Multipartite unextendible entangled basis

TL;DR

This paper extends the concept of unextendible entangled bases with arbitrary Schmidt number to multipartite systems, providing a general construction method and proving the existence of infinitely many such bases in systems with three or more parties.

Contribution

It introduces a method to construct multipartite unextendible entangled bases from bipartite ones, broadening the scope of entanglement structures in quantum systems.

Findings

Infinite UEBk sets exist in multipartite systems with any dimensions.

A recursive construction method for multipartite UEBk is proposed.

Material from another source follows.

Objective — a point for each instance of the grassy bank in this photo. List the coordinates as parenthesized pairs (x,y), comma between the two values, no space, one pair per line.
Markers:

The work generalizes bipartite UEBk to multipartite cases.

Abstract

The unextendible entangled basis with any arbitrarily given Schmidt number $k$ (UEBk) in $\mathbb{C}^{d_1}\otimes\mathbb{C}^{d_2}$ is proposed in [Phys. Rev. A 90 (2014) 054303], $1<k\leq \min\{d_1,d_2\}$, which is a set of orthonormal entangled states with Schmidt number $k$ in a $d_1\otimes d_2$ system consisting of fewer than $d_1d_2$ vectors which have no additional entangled vectors with Schmidt number $k$ in the complementary space. In this paper, we extend it to multipartite case and a general way of constructing $(m+1)$-partite UEBk from $m$-partite UEBk is proposed ($m\geq 2$). Consequently, we show that there are infinitely many UEBks in $\mathbb{C}^{d_1}\otimes\mathbb{C}^{d_2}\otimes\cdots\otimes\mathbb{C}^{d_N}$ with any dimensions and any $N\geq3$.